Elegante demais. Organizado demais.
Mas naquele dia, parecia gelado.
Vidro. Madeira escura. Linhas retas.
E um silêncio que pressionava.
Rogério girava uma caneta entre os dedos, impecável como sempre. Terno alinhado. Postura relaxada.
Nenhum sinal de luto.
Nenhum.
— Eu disse três dias, Valentina. Não três meses.
A realidade voltou de uma vez.
Ela engoliu seco.
— Tio… eu acabei de enterrar os meus pais.

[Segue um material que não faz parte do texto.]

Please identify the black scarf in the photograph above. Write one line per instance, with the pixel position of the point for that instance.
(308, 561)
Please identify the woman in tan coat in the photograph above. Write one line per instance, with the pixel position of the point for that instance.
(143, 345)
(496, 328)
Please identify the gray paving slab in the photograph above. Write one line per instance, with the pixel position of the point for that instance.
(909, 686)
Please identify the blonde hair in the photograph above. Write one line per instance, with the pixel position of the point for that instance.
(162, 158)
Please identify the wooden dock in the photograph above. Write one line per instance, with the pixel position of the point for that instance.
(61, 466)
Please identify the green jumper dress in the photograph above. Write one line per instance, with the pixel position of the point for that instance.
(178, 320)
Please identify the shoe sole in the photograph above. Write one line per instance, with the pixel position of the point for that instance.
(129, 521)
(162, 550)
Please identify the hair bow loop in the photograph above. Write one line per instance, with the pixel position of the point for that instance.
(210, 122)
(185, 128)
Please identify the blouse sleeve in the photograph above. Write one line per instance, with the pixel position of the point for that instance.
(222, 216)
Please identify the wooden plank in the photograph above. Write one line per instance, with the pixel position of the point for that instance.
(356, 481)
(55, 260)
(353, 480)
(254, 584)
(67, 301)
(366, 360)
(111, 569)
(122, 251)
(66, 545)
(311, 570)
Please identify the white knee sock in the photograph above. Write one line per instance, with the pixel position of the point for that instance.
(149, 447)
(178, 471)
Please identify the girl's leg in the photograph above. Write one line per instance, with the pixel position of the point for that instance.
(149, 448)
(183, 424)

A própria voz soou distante.
Menor do que deveria.
Rogério ergueu uma sobrancelha.
— Eu soube.
Uma pausa.
Curta demais.
— Mas tragédias não pagam dívidas.
Aquilo acertou.
Sem aviso.
Valentina sentiu os dedos pressionarem a própria palma, as unhas marcando a pele.
— Eu não sabia dessas dívidas. Meus pais nunca mencionaram nada.
— Porque eles escondiam de você.
Ela levantou o queixo.
— Não fale assim deles.
Rogério não mudou a expressão.
— Alguém precisa falar a verdade.
Ele abriu uma pasta e empurrou os documentos pela mesa.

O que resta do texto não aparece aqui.